UR School of architecture Celebrates International Women’s Day in style

18 Jun 2019

8th March 2018 is a day that the world stops to celebrate “international women’s day’, a day when women are the focal point and attempts to highlight their social, economic, cultural and political achievements. To half of the world’s population, each day is actually women’s day but to the other half, this can mathematically mean one day for women and then men can have the remaining 364 days of the year. The latter is absent or insignificant in a nation like Rwanda where gender policy is adored.

The University of Rwanda’s school of architecture and the built environment (SABE) had the privilege to host guest speakers from the ministry of infrastructure for this celebration. Ms. Patricie Uwase, the technical advisor to the minister & program manager SPIU and Ms. Lisette Rwiyereka, the ministry’s housing development senior engineer, and accompanied by Ilija Gubic who is supporting the ministry through the Global Green Growth Initiative (GGGI) project. The two female engineers created time out of their busy schedule to come and hold an interactive session with female students in SABE, to share experiences that give hope to the students that yes! Engineering, architecture and other technical fields belong to women too.

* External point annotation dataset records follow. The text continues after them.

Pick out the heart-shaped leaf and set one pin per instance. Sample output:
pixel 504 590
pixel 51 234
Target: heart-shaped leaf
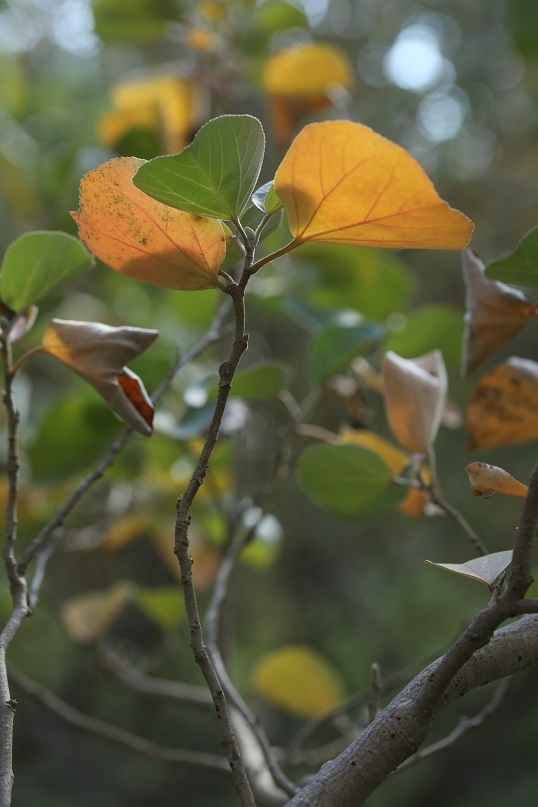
pixel 142 238
pixel 502 409
pixel 486 569
pixel 214 176
pixel 487 480
pixel 347 480
pixel 342 182
pixel 298 680
pixel 495 313
pixel 37 263
pixel 521 267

Dr. Manlio Michieletto welcomed the guests to the school’s boardroom at 1430h where a group of the girls in architecture had been waiting. In Attendance was Ms. Josephine Malonza, who coordinates the ‘akagoroba’ mentorship programme at the school, putting together girls in architecture. Ms. Malonza believes that women are more likely to continue to pursue a degree in architecture, engineering or related technical fields or even perform better in the same if they have a female mentor. This is an opportunity she missed during her entire architectural studies and does not wish to see younger students go through the same. The construction industry is still seen as ‘the boys’ club’ but she believes that girls should continue intruding aggressively and sustaining their stay in there.

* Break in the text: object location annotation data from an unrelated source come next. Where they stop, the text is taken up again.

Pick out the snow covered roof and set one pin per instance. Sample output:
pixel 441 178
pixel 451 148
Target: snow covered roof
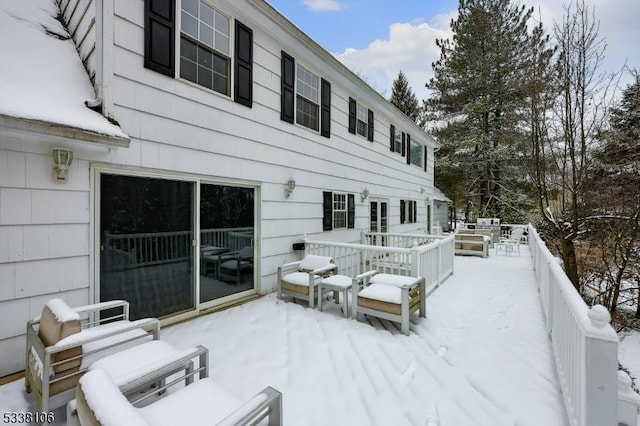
pixel 42 78
pixel 439 196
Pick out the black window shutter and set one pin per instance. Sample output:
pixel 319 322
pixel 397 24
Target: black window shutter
pixel 159 40
pixel 351 210
pixel 287 80
pixel 352 115
pixel 327 210
pixel 370 126
pixel 404 137
pixel 325 97
pixel 243 85
pixel 392 138
pixel 425 158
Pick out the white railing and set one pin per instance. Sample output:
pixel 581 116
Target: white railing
pixel 584 344
pixel 433 260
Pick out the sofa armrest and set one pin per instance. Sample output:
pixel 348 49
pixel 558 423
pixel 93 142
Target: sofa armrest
pixel 324 269
pixel 266 404
pixel 90 335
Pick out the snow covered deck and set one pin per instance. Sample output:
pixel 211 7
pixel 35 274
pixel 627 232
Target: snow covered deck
pixel 481 357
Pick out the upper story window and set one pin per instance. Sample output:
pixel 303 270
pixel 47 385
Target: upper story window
pixel 305 98
pixel 360 120
pixel 339 210
pixel 307 90
pixel 205 54
pixel 205 46
pixel 397 142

Thanks to the generous advice the guests gave to the students, this kind of mentorship forum was a clear injection of energy and hope into the young girl’s minds towards a better future; a future where gender disparity in the workplace can be diluted; a future where female representation in especially the construction sector can be more visible; a future where women can believe in themselves more and more, and learn to keep their light shinning. That is the future for these female students and all women in STEM.